De ce fait, la France doit s’efforcer d’accueillir de nouveaux investissements étrangers, qui créeront de la valeur ajoutée et des emplois, comme lorsque Toyota a construit une usine automobile à Valenciennes. Or la France perd des places dans le classement mondial, n’étant même plus dans les 10 premiers pays (cf. les statistiques de la CNUCED). En outre, l’essentiel des investissements étrangers en France correspond à des rachats d’entreprises et non à des créations ex nihilo (en anglais « greenfields »), ce qui limite fortement l’impact positif de ces opérations sur l’emploi et la croissance.

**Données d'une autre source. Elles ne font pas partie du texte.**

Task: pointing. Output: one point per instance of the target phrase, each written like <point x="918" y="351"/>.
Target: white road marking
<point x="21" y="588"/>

3- LES ENTREPRISES FRANÇAISES CONTINUENT À DÉLOCALISER

Selon les données statistiques de la CNUCED et du Ministère des Finances, le montant des investissements français à l’étranger dépasse largement le montant des investissements étrangers en France, confirmant le sentiment de « désindustrialisation » dont nous souffrons. Ces « délocalisations » sont en grande partie dictées par le bon sens : il est plus facile de conquérir les marchés étrangers si l’on produit sur place plutôt que par l’export et cela d’autant plus que le coût de production est plus faible localement (la Chine est un bon exemple). Pour espérer continuer à fabriquer en France, il faut privilégier les biens à haute valeur ajoutée, qui ne sont pas concurrencés directement (donc relativement « inélastiques » au prix).
En conséquence, hormis quelques « relocalisations » très ponctuelles (skis Rossignol ou Décathlon), la tendance reste largement orientée vers l’investissement au plus près du marché, tel Renault s’implantant en Russie ou au Maroc et EDF participant à la construction d’une centrale nucléaire (EPR) en Grande-Bretagne.

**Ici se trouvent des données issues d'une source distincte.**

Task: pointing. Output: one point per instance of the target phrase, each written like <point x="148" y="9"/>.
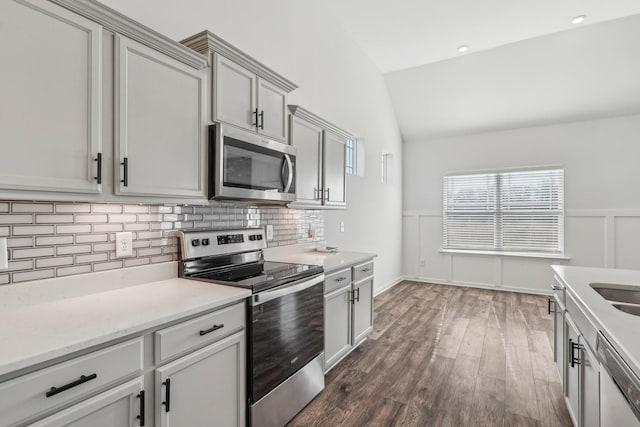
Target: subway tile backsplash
<point x="56" y="239"/>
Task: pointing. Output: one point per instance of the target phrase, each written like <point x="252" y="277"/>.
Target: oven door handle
<point x="262" y="297"/>
<point x="289" y="179"/>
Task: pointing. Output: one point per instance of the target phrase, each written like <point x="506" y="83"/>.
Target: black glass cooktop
<point x="259" y="276"/>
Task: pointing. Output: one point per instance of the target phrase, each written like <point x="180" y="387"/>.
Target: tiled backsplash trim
<point x="56" y="239"/>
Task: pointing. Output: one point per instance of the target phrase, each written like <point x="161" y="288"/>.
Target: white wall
<point x="336" y="80"/>
<point x="601" y="159"/>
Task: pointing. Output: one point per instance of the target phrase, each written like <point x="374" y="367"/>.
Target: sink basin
<point x="618" y="293"/>
<point x="628" y="308"/>
<point x="625" y="298"/>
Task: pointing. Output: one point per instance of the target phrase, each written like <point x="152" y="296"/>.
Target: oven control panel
<point x="201" y="243"/>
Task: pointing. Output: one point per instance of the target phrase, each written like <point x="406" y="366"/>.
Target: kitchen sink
<point x="625" y="298"/>
<point x="628" y="308"/>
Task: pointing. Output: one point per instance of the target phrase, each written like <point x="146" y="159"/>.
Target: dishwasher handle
<point x="627" y="381"/>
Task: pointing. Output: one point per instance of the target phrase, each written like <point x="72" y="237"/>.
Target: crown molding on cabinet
<point x="310" y="117"/>
<point x="206" y="42"/>
<point x="118" y="23"/>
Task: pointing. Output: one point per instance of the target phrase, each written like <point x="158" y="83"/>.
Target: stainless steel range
<point x="285" y="317"/>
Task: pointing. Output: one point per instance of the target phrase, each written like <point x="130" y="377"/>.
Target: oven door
<point x="247" y="166"/>
<point x="285" y="333"/>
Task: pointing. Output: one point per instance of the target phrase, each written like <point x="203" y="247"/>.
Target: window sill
<point x="507" y="254"/>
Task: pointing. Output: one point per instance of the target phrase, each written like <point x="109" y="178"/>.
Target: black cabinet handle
<point x="255" y="122"/>
<point x="83" y="379"/>
<point x="167" y="395"/>
<point x="141" y="416"/>
<point x="99" y="168"/>
<point x="573" y="346"/>
<point x="214" y="328"/>
<point x="125" y="174"/>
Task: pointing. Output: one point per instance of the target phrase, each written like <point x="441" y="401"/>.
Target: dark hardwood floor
<point x="447" y="356"/>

Pour terminer, ces différents points soulignent une fois de plus l’importance des prévisions de croissance pour déclencher des programmes d’investissements nouveaux. Avec des chiffres médiocres de croissance attendue (1 %/1,5 %), la France ne peut rivaliser ni avec les pays émergents (4 % - 5 %), ni même avec les meilleurs des pays industrialisés (Etats-Unis, Grande-Bretagne, Allemagne, voire Espagne). C’est cette vérité, certes dérangeante qu’il va falloir accepter.